The pace at which Cloud computing is growing has caught everyone’s attention. The size of the cloud computing market in 2017 was $130bn. In 2018, the market is expected to grow by approximately 21% over the 2017 levels. In a ripple effect, the pressure keeps piling on the business and enterprises around the world to deliver more. Increased customer expectation and efficiency have become the new building blocks on which CIO’s have to draw up their gameplan. By 2020, all the IT enterprises are expected to become fully cloud-based. That clearly implies the investment in Cloud is only going to go further up.

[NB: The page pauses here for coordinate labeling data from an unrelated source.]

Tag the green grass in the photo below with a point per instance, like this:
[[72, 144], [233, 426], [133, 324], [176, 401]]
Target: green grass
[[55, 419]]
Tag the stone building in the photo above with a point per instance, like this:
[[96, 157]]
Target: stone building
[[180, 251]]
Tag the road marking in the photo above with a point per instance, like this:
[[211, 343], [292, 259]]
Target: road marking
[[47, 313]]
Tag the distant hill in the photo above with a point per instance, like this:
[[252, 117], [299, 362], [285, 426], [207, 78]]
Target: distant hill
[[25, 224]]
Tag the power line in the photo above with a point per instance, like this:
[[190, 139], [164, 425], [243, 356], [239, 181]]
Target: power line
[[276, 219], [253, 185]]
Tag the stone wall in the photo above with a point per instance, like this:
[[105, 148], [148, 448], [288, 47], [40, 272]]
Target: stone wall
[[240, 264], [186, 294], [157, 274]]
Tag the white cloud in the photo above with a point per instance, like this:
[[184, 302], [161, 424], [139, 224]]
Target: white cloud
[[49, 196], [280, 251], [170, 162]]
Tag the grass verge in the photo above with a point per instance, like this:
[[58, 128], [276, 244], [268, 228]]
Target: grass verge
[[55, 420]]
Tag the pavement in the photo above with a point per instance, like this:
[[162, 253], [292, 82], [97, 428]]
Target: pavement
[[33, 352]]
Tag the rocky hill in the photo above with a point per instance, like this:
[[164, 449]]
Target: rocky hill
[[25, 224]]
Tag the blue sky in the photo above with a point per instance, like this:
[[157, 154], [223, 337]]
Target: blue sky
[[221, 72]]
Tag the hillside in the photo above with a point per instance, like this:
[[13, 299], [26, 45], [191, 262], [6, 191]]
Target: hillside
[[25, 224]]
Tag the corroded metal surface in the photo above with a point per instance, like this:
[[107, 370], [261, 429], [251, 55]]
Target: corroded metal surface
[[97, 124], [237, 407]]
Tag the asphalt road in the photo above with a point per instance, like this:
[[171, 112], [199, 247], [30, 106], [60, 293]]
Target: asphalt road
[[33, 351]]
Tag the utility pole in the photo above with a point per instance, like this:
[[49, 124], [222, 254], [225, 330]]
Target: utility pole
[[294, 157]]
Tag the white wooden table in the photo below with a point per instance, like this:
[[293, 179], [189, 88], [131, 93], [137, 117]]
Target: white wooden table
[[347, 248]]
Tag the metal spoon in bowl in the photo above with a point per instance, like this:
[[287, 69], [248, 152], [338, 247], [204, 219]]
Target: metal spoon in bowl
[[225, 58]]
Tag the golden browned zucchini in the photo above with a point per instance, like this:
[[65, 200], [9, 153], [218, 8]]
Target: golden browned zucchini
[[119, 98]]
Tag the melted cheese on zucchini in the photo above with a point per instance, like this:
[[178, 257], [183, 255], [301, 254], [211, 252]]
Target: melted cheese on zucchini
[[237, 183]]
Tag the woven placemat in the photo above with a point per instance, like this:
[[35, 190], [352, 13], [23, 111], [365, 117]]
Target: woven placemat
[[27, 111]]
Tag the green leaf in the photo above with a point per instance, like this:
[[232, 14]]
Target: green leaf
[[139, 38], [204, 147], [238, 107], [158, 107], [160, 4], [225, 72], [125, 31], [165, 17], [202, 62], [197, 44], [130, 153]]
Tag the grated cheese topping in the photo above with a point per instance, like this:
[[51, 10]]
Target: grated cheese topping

So, in this imminent storm of Cloud, how should businesses be preparing themselves? Well, knowing what awaits us with Cloud’s popularity is a good place to begin with. Following are 4 of the key trends that can play a huge role in the Cloud landscape come 2019:
Migrating everything on to a cloud is no easy task. So, until recently, businesses really had only options: either they keep all IT services offline in a physical storage or putting everyone on the cloud.
And that’s the biggest challenge for most IT organizations presently. But there’s help at hand and it’s called Hybrid Cloud. The sheer efficiency and flexibility is the reason why it’s tipped to become the next major computing platform. Hybrid Cloud has all the solutions to the diverse needs of modern businesses. It’ll offer companies that are risk-aversive and with limited capital a chance to surpass their present computation abilities.
A recent survey found that to fully leverage a business’ computing power, it requires at least six different clouds. Now, these can be a mix of public, private or multi-vendor cloud systems viz. AWS, IBM and Google. When the cloud adoption rate inevitably goes up, the businesses will have to do their homework on every cloud service and figure out what combination would best serve their requirements.
The popularity of Saas, PaaS, and IaaS is definitely going to increase even more. All that’s down to the simplicity that Cloud has to offer. The most obvious outcome in that scenario appears to be cloud infrastructure becoming the default web server environment and in turn a powerful force to change the dimensions of both the local and multinational firms. Open source developers have also got very close to creating tools that can be run on the cloud. Once that’s made a possibility, the number of applications like Docker will see increased demand and popularity. All that is bound to maximize the total cloud revenues.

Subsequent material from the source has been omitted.